Il y a un bref silence que je ne fais rien pour briser, mais la mère, comme souvent, prend l'initiative.
"Nous venons de discuter avec Merwyna... Elle a reparlé du test… pour Virgil..."
"Il pourrait entrer la même année que les jumeaux", je souligne. Un peu moins de trois années, je mesure silencieusement, affolé malgré moi de me dire que mes "petits" ne sont plus si loin de ce grand passage ritualisé.
"Eux n'auront pas à passer le test", souligne le père sombrement, sans que je sache s'il s'en félicite ou s'en offusque.
"Non, malgré leur généalogie", je souligne parce que le message est que tous leurs petits-enfants, s'ils ont des aptitudes magiques, seront exemptés.
Je vois bien qu'ils entendent, mais qu'ils restent sur leur position préalable — que je ne connais pas vraiment, bien que je la devine.

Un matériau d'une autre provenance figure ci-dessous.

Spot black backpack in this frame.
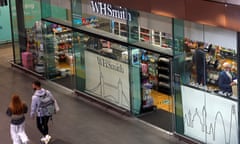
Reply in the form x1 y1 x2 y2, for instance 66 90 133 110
38 91 55 116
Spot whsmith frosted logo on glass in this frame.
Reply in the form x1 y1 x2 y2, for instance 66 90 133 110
91 1 132 21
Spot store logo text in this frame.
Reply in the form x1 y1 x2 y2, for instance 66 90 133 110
97 57 124 73
91 1 132 21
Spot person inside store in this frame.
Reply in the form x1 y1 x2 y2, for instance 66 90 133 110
218 62 236 95
192 42 207 86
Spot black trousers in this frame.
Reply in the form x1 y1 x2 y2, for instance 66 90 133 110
37 116 49 136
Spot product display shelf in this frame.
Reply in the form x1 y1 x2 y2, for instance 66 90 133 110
158 57 171 94
152 30 172 48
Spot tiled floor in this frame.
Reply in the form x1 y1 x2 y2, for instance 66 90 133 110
0 46 188 144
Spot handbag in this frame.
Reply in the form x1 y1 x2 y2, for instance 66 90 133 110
54 99 60 113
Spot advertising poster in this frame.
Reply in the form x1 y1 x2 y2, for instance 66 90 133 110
85 51 130 110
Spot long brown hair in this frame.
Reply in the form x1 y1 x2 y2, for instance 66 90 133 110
9 94 26 114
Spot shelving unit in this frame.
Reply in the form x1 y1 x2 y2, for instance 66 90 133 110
158 57 171 94
152 30 172 48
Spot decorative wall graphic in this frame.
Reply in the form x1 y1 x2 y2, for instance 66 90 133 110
181 86 238 144
85 51 130 110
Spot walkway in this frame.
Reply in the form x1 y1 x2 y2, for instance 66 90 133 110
0 46 188 144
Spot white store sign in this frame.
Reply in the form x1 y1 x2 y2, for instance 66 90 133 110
85 51 130 110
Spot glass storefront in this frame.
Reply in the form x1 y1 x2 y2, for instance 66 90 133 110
8 0 238 144
175 21 238 144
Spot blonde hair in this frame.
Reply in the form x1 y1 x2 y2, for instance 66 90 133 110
223 62 231 68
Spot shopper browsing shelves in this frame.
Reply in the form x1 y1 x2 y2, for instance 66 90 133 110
218 62 236 95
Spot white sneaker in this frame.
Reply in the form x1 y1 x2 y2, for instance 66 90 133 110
40 137 46 143
45 134 52 144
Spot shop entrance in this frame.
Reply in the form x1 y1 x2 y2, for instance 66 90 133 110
136 50 173 132
46 24 75 89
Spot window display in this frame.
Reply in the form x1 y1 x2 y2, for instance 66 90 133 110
185 39 237 96
140 50 172 112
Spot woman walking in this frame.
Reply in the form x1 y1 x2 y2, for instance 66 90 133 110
6 95 29 144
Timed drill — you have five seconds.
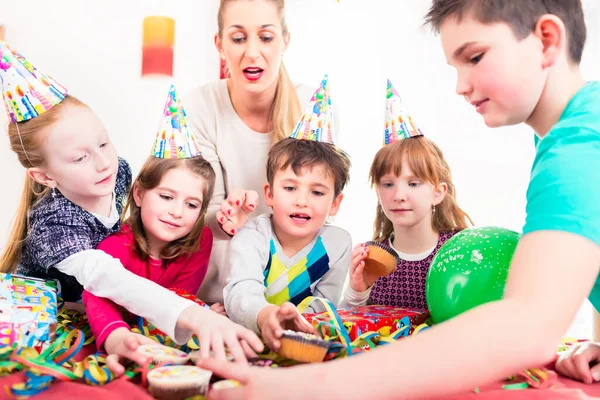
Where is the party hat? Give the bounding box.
[384,79,423,144]
[152,85,201,158]
[0,41,67,122]
[290,75,335,144]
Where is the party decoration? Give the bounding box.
[0,41,67,122]
[0,273,57,350]
[290,75,335,144]
[142,16,175,77]
[425,227,519,323]
[152,85,201,158]
[384,79,423,144]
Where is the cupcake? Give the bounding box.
[365,242,400,276]
[148,365,212,400]
[277,330,330,362]
[137,344,190,364]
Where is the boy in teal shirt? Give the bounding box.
[199,0,600,400]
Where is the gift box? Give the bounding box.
[304,305,429,341]
[0,273,58,349]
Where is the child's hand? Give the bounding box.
[350,243,377,293]
[210,303,227,317]
[556,342,600,384]
[257,303,316,351]
[177,304,264,361]
[104,327,156,376]
[217,189,258,235]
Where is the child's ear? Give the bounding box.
[433,182,448,206]
[131,182,143,207]
[27,167,56,188]
[534,14,567,68]
[264,183,273,207]
[329,193,344,217]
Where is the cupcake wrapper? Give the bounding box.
[365,242,400,276]
[278,332,330,362]
[150,383,208,400]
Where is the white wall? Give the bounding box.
[0,0,600,338]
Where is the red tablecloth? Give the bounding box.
[0,344,600,400]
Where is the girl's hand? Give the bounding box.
[217,189,258,236]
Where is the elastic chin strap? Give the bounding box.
[15,122,33,167]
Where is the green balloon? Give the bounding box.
[425,227,520,323]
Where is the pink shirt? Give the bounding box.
[83,225,213,349]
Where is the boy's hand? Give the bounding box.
[257,303,316,351]
[104,327,156,376]
[556,342,600,384]
[217,189,258,236]
[350,243,377,293]
[210,303,227,317]
[177,304,264,361]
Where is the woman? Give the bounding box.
[184,0,314,303]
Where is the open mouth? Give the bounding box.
[160,220,179,228]
[243,67,265,81]
[290,214,310,221]
[96,174,112,185]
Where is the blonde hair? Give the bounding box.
[0,95,87,273]
[121,157,215,261]
[369,136,473,242]
[217,0,302,143]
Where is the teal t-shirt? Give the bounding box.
[523,82,600,311]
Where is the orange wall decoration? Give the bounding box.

Je pourrais de nouveau attendre, mais ce serait leur faire violence. Faire attendre est une tactique que j'emploie avec des élèves récalcitrants, des professeurs qui essaient de me prendre pour un imbécile ou des officiels du Ministère qui me prennent pour un crétin. Pas avec les parents de jeunes garous qui s'inquiètent pour l'avenir.
"Vous ne souhaitez pas que Virgil se prépare pour le test", je postule donc.
"Merwyna - et ce n'est pas un reproche - lui a redit qu'il fallait qu'il n'oublie pas que le test était dans trois ans et qu'il fallait qu'il soit prêt", commence la mère.
"Est-ce qu'il peut même être prêt ?", ponctue le père en soutien.
"Baldric et Haydée ont réussi", rappelle Merwyna.
"Le père de Baldric est au Ministère", souligne le père, sans que de nouveau je sache bien quel est le fond de son message.
"Mais les Loneman n'ont aucune connexion au Ministère", je réponds choisissant une interprétation probable à laquelle j'ai un début de réponse. "Le test est difficile, injuste, ce que vous voulez, mais son évaluation est équitable, sans passe-droit. Je participe au jury. La grille est transparente."
"Pourquoi Edwin...", n'arrive pas à se retenir de demander la mère.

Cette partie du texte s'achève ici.